Friday, April 8, 2011

The City and the City by China Mieville: Somebody Else's Review

I ran across this excellent review of one of my favorite books of 2010: China Mieville's THE CITY AND THE CITY and thought you should see it. Most especially if you haven't read the book yet. I'm not sure why a review this late in the day in the Boston Review, perhaps it's because of the paperback's publication by Del Rey. I am such a fan of Mieville that I am happy enough when he gets good press anytime. If you haven't yet acquainted yourself with China Mieville's writing, you need to do so. Check out the review and I'm sure you'll be intrigued.

Then take a look at this fascinating in-depth interview with Mieville done by BLDGBLOG.


  1. Thanks, Yvette. I always enjoy reading about the writer's intentions. Helps explain and clarify things I may have been confused or unclear about. And now I see the Chandler angle - so obvious if it had been "The Purloined Letter" it would have bit me on the nose. The urban landscape of Chandler is definitely there, the mild air of paranoia is there. Still, the book was more like Philip K. Dick's work than anything else I've read.

    I should point out that the article is really an interview about how Mieville treats the idea of cities in his work. Naturally the interviewer starts off with THE CITY AND THE CITY. But they discuss all sorts of things and other Mieville books as well.

    I liked THE CITY AND THE CITY - just finished it three days ago. (I have you to thank again for bringing Mieville to my attention, BTW.) His prose style took some getting used to. I was caught up in the story and the characters and wanted more of that. For me there was a lot of delay in progressing with the story while the narrator went off on intellectual riffs and philosophical musings about the two cities. TO some extent this w snecesary so the reder could glean the cultural elements of each, the difference in launguages, the concept on "unseeing", etc, but I thought the bulk of the book was more about ideas than the story of the two archeology students involved in a criminal conspiracy. Of course the play of ideas and concepts seems to be intrinsic in Mieville's work - and especially in most traditional science fiction and all forms of fiction that descend from that.
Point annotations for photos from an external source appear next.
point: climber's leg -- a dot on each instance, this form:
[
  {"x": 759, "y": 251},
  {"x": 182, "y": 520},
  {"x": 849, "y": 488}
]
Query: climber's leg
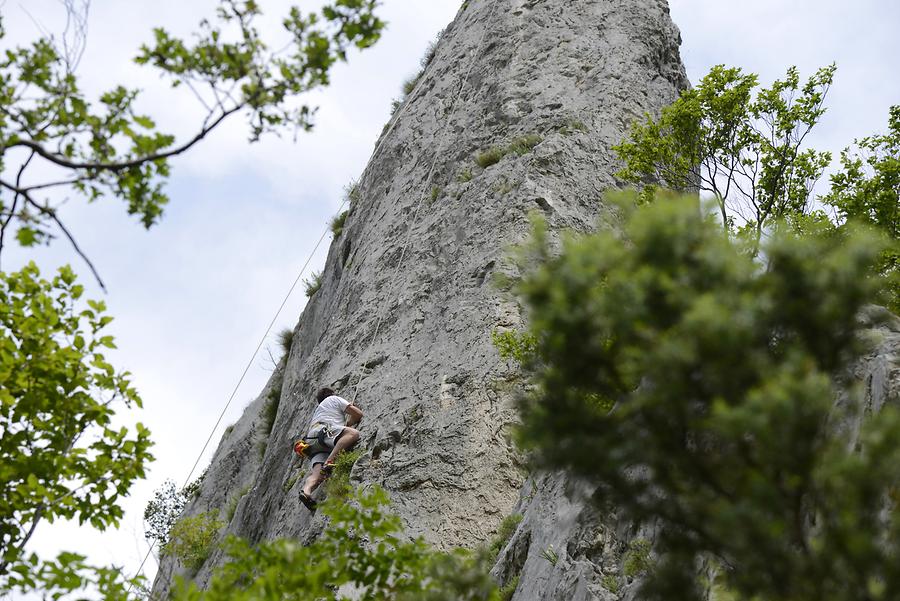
[
  {"x": 345, "y": 440},
  {"x": 314, "y": 479}
]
    It was a great break from vintage crime, that's for sure. If I read another book about someone killed because he was changing his will I think I might have gone on a rampage. :^D

  2. Forgive the typos in previous post. Often when I get fervent I just type with feeling with no regard for spelling or punctuation.

  3. John: Don't worry, I hardly noticed. It happens to me all the time.

    I'm just happy you took my advice and read Mieville. :-)

    He is an acquired taste, I think. If I'd read him before I was ready for his sort of thing, I'd probably not have liked his work at all. I read THE CITY AND THE CITY last year and my memory of it is chancey to say the least. But I do remember how much I liked it and how it was not the easiest read around. But I loved the concept. I wish he'd write a sequel. But I don't think that's going to happen.

    Odd mixture of noir and sci-fi, but it works. I didn't mind the 'riffs'. I loved all the 'foreign' sounding words and the difficult pronounciations - adds the exotic touch.

    Have you read KRAKEN? I reckon this is more an example of 'fantasy-realism' than anything else. I reviewed it a while back. I loved everything about it except the ending. But there was some stuff going on there that I couldn't quite figure out. Still, I recommend it highly.

  4. I saw a copy of KRAKEN at my local library and at 500+ pages I had to pass. I hope to tackle it in the summer. I've known of the Kraken legend since I was a kid when I was fascinated with mythology and legendary monsters.

    I did pick up a copy of Perdido Street Station because that one appealed to me more than any of his other earlier books. And after reading the article/interview I'm all the more intrigued. But that's an epic length novel too. [...sigh...] I'm setting it aside for my next plane trip at the end of the month.

  5. John: Actually, KRAKEN reads very quickly, so don't be afraid of the page count. I've yet to read PERDIDO STREET STATION, that's on my TBR Mountain as we speak. I brought it home from the library once, but never got around to it. I got a package in the mail today; 3 Mary Roberts Rinehart books. My MRR Binge continues!